Another Delhi High Court Judgment: Amit Ahuja vs Union Of India & Ors on 1 April, 2014:  Manmohan: In the High Court of Delhi at New Delhi, W.P.(C) 1507/2014 & CM APPL. 3144/2014

·         Facility to provide AHF for haemophilia patients shall be provided in three hospitals of this Government of Delhi namely, Lok Nayak, DDU and GTB hospital.

·         Treatment in these three hospitals would be given along the following lines:-

o    All BPL families will be supplied AHF free of cost.

o    Free treatment will be given to all Hemophilia patients who came to designated hospitals i.e. LNH, GTB and DDU in an emergency.

o    In respect of APL patients with minimum three years domicile in Delhi, the following graded payment system will be adopted.

a.     Family income up to Rs. 2 lakh per annum-20% of cost of AHF (concerned MS would be competent to relax 20% charge in exceptional cases for reasons to be recorded in writing).

b.    Family income between Rs.2-5 lakh per annum-50% of cost of AHF.

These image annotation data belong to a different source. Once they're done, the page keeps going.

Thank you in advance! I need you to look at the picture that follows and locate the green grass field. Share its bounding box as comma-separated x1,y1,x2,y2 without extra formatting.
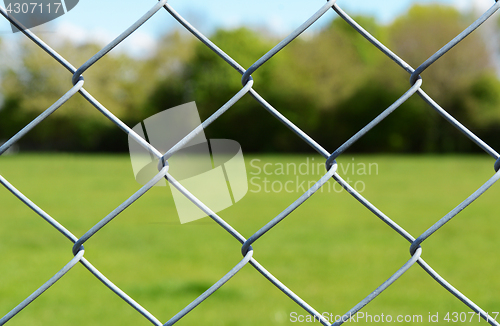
0,154,500,326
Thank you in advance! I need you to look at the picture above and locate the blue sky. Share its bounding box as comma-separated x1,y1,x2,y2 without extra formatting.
0,0,494,56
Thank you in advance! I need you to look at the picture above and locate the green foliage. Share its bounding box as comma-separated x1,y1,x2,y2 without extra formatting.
0,154,500,326
0,5,500,152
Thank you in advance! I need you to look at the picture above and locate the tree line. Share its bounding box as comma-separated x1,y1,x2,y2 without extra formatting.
0,5,500,152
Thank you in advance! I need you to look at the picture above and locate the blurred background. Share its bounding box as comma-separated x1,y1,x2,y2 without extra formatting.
0,1,500,153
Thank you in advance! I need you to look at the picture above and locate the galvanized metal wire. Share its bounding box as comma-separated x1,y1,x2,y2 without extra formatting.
0,0,500,325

c.     Family income above Rs.5 lakh per annum-full cost of AHF.

All haemophilia patients irrespective of the medication that they require have to be given treatment in accordance with paragraph 1 of the said letter.

Another example of rare diseases

"Spinal Muscular Atrophy (SMA)" is a rare genetic disease. In India, there are families whose children are suffering from this progressive disease. Due to SMA, children cannot walk, and, the nightmare does not end here as it is a progressive degenerative disease which means the kids may potentially see deterioration in function of their other limbs - hands, spines and even lungs. An investigational drug “Nusinersen” from Biogen is under development, which has shown promising results after undergoing clinical trials. The drug is not yet launched in India. The estimated cost is more than $100,000 per year. No Health Insurance Company in India covers such disease or costs

IMA suggestions

·         All Insurance companies should cover all diseases including rare diseases.

·         There should be a centralized CSR fund, which should sanction a percentage of such treatment costs.

·         PM fund should have a fixed sanction of percentage of this cost. State CM should match the PM fund grant.

·         MOH should have a separate budget allocated for rare drugs and rare diseases treatment.

·         All hospitals should contribute by subsidizing the cost of treatment.

·         Patient, relatives and friends of the patient must also contribute a part of the treatment.

·         IMA is also launching a centralized transparent fund for this purpose.

·         All NGOs should also pool their resources in a centralized manner for this purpose.

·         Special schemes are also available for BPL, EWS, Arogya Nidhi, Arogya Kosh, RSBY etc.

·         NRIs can also be involved for donations.

·         International funding agencies can also be tapped.

·         Pharma companies can also donate. A pharmaceutical company donating medicines/drugs within section 135 (read with Schedule VII to the Act) is a CSR Activity, as the same is not an activity undertaken in pursuance of its normal course of business which is relatable to health care or any other entry in Schedule VII. 

If each of the above can pitch in, no patient will die in the country just because he or she cannot afford the treatment.